8. Simulation von Rennbedingungen

  • Mini-Bikepacking-Touren: Organisiere kurze Bikepacking-Touren mit deinem gesamten Setup. Das hilft dir, deine Ausrüstung zu testen und dich an das Gewicht zu gewöhnen. Überlege nach jeder Tour, was du gebraucht hast und was nicht. Kannst du auf Gegenstände dauerhaft verzichten? Die meisten Bikepacker arbeiten sich im Laufe der Zeit an eine Minimalausrüstung heran. Das ist gut, darf aber deine Sicherheit nicht gefährden.
  • Nachts fahren: Falls dein Rennen auch nachts verläuft, trainiere gelegentlich bei Dunkelheit, um dich an Lichtquellen und Sichtverhältnisse zu gewöhnen. Trainiere mit deinem gesamten Gear. Denn nichts ist misslicher, als festzustellen, daß die Satteltasche die gewohnte Rückleuchte verdeckt, oder die Lenkertasche das Lichtspektrum der Frontlampe halbiert. Teste auf jeden Fall wie lange deine Akkuleuchten wirklich halten und verlasse dich nicht auf die Angaben der Hersteller. Kannst du unterwegs zur Not nachladen?

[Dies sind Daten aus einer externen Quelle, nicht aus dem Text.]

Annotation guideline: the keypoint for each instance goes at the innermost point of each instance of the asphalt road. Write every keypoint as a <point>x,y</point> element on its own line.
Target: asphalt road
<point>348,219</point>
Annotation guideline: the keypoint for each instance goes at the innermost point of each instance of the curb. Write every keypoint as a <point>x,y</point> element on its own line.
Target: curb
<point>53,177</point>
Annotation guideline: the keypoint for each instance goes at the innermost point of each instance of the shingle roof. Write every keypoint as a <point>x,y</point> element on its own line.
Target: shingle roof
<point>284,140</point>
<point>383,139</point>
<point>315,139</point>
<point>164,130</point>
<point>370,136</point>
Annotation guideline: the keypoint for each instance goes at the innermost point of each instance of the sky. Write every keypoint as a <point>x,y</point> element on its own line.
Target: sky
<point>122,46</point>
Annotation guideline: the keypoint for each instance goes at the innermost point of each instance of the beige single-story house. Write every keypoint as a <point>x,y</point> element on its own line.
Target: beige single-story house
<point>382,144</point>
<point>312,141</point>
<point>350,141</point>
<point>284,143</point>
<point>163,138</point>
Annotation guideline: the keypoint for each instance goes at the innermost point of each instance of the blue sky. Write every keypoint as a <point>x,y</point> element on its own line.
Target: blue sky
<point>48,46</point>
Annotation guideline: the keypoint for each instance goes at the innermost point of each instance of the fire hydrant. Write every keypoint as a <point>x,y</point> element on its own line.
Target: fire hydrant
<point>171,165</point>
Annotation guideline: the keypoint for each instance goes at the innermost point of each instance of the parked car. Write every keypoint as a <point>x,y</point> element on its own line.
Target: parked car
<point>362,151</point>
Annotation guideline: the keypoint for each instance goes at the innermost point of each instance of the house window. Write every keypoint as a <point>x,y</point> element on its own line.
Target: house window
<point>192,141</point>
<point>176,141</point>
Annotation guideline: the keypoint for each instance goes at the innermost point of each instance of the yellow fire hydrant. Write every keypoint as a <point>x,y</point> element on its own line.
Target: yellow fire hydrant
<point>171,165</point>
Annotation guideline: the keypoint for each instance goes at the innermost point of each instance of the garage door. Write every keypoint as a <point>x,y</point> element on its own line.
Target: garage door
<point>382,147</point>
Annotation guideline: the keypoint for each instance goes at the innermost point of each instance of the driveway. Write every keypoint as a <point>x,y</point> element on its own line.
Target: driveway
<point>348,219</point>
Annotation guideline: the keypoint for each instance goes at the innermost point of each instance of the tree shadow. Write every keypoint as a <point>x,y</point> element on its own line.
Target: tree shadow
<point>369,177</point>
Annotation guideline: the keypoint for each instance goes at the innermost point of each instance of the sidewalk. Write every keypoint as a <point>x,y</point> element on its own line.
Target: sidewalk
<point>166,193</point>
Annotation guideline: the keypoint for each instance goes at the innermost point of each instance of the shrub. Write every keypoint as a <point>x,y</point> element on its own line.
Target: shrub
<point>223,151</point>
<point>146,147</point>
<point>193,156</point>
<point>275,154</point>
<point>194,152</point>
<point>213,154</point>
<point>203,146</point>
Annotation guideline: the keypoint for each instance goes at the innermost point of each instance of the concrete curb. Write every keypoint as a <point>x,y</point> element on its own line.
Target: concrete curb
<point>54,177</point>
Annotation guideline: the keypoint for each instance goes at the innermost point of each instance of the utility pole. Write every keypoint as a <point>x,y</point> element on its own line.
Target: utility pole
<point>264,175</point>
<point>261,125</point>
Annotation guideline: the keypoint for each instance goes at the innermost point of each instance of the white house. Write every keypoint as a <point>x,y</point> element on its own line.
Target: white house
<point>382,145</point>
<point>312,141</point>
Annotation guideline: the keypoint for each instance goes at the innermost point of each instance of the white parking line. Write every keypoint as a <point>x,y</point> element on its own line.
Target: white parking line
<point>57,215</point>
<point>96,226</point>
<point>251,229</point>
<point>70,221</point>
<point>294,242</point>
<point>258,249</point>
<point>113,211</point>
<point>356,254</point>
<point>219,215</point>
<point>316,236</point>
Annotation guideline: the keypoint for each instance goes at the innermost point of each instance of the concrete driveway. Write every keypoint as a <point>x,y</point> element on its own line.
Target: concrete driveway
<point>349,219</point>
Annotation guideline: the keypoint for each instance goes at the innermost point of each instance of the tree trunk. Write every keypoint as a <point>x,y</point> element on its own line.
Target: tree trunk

9. Ausrüstung testen und optimieren

  • Teste und optimiere deine Ausrüstung. Jeder Gegenstand sollte nützlich sein, ein kleines Packmaß haben und so wenig wie möglich wiegen. Auch die Taschenanordnung sollte getestet werden, damit du im Rennen schnellen Zugriff auf deine Ausrüstung hast. Übe die Handgriffe, welche dein Ausrüstung benötigen. Im Dunkeln, im Regen, in der Kälte nassgeschwitzt und frierend ewig nach der Lasche für den Aufstellbogen des Biwaksackes zu suchen, ist nicht angenehm. Wie funktioniert eigentlich die Stirnlampe und wie lange hält sie? Komme ich mit Radschuhen eigentlich schnell in meine Überschuhe? Alle Eventualitäten zu testen, schützt vor unliebsamen Überraschungen unterwegs.

Zu guter Letzt: Bikepacking-Rennen sind eine große Herausforderung und verlangen nicht nur physische, sondern auch mentale Stärke. Ein diszipliniertes und vielseitiges Training hilft dir, dich gut vorzubereiten, beim Rennen durchzuhalten und – das Wichtigste – dabei gesund zu bleiben. Viel Erfolg und vor allem: genieße das Abenteuer!